Abstract:
In a diverse country like India, socio-economic factors like religion, caste, language, income along with other common physical, professional based factors, play a vital role while searching for a spouse. With the surge of Internet connectivity, online matrimonial websites have become hugely popular to cater such needs. Most of the users registered on these portals have genuine intention of finding their desired life partner, however due to various factors, it attracts few profiles with no genuine intention for the same. Such profiles are also known as fake profiles. These profiles
lead to bad user experience as well as revenue loss for the online matrimony business. To dig into this problem, we have chosen a use case of India’s leading matrimony site and studied the behaviour, edit and profile differences between fake and genuine accounts.
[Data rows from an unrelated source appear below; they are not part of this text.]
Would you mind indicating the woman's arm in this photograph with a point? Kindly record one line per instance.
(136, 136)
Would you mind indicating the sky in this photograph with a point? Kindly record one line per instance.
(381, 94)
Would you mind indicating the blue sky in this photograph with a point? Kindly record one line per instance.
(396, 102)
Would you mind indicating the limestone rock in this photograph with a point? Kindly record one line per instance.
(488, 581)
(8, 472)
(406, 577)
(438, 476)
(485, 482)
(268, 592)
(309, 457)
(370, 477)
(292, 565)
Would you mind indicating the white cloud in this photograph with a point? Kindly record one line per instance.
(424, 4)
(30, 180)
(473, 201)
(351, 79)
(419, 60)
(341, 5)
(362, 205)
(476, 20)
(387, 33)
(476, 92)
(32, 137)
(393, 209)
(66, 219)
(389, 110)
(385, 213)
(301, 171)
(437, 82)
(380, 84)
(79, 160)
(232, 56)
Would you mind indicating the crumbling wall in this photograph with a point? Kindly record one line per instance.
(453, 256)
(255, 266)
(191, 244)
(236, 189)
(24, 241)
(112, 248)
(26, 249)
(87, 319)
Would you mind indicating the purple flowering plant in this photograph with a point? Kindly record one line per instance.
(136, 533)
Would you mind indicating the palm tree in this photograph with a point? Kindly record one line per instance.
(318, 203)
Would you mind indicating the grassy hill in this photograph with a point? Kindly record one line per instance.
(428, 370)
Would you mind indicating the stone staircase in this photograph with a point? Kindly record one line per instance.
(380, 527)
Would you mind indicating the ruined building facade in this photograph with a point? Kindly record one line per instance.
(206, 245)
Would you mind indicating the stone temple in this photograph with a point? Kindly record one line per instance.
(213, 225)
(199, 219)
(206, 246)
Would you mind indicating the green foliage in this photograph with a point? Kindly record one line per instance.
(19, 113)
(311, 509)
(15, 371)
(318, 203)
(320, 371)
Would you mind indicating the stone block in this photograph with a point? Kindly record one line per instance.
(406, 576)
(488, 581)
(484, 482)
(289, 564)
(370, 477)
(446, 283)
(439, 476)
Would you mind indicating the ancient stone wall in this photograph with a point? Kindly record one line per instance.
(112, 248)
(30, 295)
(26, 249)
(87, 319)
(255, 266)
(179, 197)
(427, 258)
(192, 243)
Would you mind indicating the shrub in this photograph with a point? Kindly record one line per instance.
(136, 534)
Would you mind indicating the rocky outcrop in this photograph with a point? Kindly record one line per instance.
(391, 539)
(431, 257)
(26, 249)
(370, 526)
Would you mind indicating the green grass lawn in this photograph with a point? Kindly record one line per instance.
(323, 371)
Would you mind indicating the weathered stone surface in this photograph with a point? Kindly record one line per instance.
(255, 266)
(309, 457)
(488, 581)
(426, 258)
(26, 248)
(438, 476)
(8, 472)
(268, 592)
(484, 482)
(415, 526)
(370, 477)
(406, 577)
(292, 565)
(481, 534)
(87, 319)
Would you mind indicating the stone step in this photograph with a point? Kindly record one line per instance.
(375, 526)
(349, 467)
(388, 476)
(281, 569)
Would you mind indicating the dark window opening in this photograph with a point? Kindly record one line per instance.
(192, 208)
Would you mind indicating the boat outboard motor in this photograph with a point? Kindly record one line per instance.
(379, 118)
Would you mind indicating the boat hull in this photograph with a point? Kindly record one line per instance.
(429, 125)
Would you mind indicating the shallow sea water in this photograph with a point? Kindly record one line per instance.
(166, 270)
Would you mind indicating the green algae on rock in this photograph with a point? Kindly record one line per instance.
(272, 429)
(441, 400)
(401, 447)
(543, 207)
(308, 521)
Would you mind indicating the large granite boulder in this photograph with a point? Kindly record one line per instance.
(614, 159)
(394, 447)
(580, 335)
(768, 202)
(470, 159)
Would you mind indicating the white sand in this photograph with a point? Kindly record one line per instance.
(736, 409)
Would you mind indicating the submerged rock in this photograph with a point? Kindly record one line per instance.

In this thesis, we present a machine learning based approach to identify such fake profiles on online matrimony. Due to lack of labelled examples for in-genuine users, we solve the above problem as anomaly detection problem. In this thesis, we use autoencoder which is widely used algorithm for anomaly detection. We capture user’s behaviour, profile information and edit history to predict him/her as in-genuine
or genuine profile. We then treat this problem as a reconstruction task using autoencoder which is trained on a set of genuine profiles features. While prediction, the autoencoder shows small reconstruction error for genuine profiles and a very high reconstruction error for the fake profiles and detect them. The proposed system produces 91.76% accuracy with 90.2% recall for fake class. To the best of our knowledge, this is the first study done to detect fake profiles in online matrimony domain.